Through its Department of Vermont Health Access (“DVHA”), Vermont reimburses D-H for hospital services provided to Vermont Medicaid patients. Since November of 2013, DVHA has reimbursed the University of Vermont Medical Center for inpatient hospital services at the base rate of $7, 611.45. During the same period, DVHA has reimbursed D-H at the base rate of $5, 224.80. The low base rate paid by DVHA for inpatient services has caused D-H a yearly shortfall of approximately $7, 000, 000.00. Outpatient treatment rates for out-of-state hospitals are also lower than the rates for Vermont hospitals.
Vermont’s Medicaid Plan precludes certain other payments to out-of-state hospitals. While DVHA makes Disproportionate Share Hospital (“DSH”) payments to Vermont hospitals, it does not make those payments to D-H. In addition, DVHA makes teaching hospital payments to the University of Vermont Medical Center but does not make those payments to D-H, although D-H is also a teaching hospital.
CMS has approved the Vermont Medicaid Plan and amendments that provide lower reimbursement rates and preclude certain other payments to out-of-state hospitals.
D-H’s claims against Vermont are brought under § 1983 and allege that the amendments to Vermont’s Medicaid Plan that impose the reimbursement and payment scheme violate the dormant Commerce Clause and the Equal Protection Clause. D-H’s claims against the federal defendants, HHS and CMS, are brought under the APA and seek to set aside the approvals of the amendments that impose the reimbursement and payment scheme. D-H alleges that through approving the amendments, the federal defendants have violated 5 U.S.C. § 706(2)(A) and (B) by allowing Vermont to violate a Medicaid implementing regulation, 42 C.F.R. § 431.52(b), the dormant Commerce Clause, and the Equal Protection Clause.
The defendants acknowledge that Vermont’s reimbursement and payment scheme pays less to out-of-state hospitals, including D-H, than is paid to Vermont hospitals.

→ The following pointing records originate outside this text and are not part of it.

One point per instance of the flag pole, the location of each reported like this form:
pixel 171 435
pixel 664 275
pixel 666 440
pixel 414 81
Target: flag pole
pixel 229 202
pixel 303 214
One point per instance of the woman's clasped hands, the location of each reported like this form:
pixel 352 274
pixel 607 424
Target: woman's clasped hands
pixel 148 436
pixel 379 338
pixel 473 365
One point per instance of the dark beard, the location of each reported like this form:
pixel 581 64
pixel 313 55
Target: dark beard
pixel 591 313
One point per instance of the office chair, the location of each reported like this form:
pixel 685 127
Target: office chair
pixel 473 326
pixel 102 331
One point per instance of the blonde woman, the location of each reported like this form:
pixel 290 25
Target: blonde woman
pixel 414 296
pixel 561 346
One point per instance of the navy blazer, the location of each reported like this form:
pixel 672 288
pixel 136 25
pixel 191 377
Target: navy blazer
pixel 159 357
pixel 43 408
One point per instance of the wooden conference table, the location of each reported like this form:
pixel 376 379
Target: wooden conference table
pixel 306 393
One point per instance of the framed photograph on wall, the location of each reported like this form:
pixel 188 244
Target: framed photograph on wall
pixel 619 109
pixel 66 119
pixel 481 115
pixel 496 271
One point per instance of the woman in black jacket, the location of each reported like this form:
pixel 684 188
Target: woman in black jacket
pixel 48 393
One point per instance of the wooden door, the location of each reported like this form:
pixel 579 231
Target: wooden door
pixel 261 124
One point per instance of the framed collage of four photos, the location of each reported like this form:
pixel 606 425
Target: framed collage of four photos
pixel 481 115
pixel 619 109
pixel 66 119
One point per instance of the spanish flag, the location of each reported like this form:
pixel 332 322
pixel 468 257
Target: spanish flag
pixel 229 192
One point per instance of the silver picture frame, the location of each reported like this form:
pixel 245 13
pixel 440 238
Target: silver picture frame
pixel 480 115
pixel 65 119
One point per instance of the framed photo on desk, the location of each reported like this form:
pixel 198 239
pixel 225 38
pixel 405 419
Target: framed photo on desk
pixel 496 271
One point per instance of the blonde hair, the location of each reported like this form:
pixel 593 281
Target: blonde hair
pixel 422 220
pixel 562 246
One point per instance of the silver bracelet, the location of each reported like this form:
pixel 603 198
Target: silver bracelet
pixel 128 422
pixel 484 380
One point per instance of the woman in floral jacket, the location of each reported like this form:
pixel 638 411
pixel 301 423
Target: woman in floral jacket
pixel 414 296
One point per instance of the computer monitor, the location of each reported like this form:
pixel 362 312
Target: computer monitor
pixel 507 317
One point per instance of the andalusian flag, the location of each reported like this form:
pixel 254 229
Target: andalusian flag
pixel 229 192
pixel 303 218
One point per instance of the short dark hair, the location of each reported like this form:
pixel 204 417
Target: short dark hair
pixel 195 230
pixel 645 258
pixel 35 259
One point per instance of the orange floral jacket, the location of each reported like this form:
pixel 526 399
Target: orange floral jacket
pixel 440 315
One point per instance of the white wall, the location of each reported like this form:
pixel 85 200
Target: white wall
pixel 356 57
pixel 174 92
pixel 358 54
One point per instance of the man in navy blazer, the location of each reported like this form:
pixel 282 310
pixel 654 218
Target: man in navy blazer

Vermont moves to dismiss D-H’s claims on the grounds that, although discriminatory, the reimbursement and payment scheme does not violate the dormant Commerce Clause or the Equal Protection Clause. The federal defendants move to dismiss, arguing that their approval of the amendments to Vermont’s Plan, which impose the discriminatory scheme, did not allow Vermont to violate § 431.52(b), the dormant Commerce Clause, or the Equal Protection Clause.
The defendants’ motions to dismiss both address D-H’s claims that Vermont’s reimbursement and payment scheme violates the dormant Commerce Clause and the Equal Protection Clause. To avoid unnecessary repetition, those shared issues are addressed together. The federal defendants also raise additional grounds in support of their motion, which are addressed separately.
1. Dormant Commerce Clause
The Constitution’s Commerce Clause gives Congress the power to regulate commerce among the states. U.S. Const. art. I, § 8, cl. 3. The Commerce Clause also includes “a further, negative command, known as the dormant Commerce Clause.” Comptroller of Treasury of Md. v. Wynne, 135 S.Ct. 1787, 1794 (2015). “[T]he dormant Commerce Clause precludes States from discriminating between transactions on the basis of some interstate element.” Id. (alteration and internal quotation marks omitted). “The Dormant Commerce Clause does not, however, apply to state or local regulations directly authorized by Congress.” United Egg Producers v. Dep’t of Agric. of P.R., 77 F.3d 567, 570 (1st Cir. 1996). “Thus, state or local jurisdictions operating under ‘Congressional consent’ are free to enact laws burdening interstate commerce.” Id.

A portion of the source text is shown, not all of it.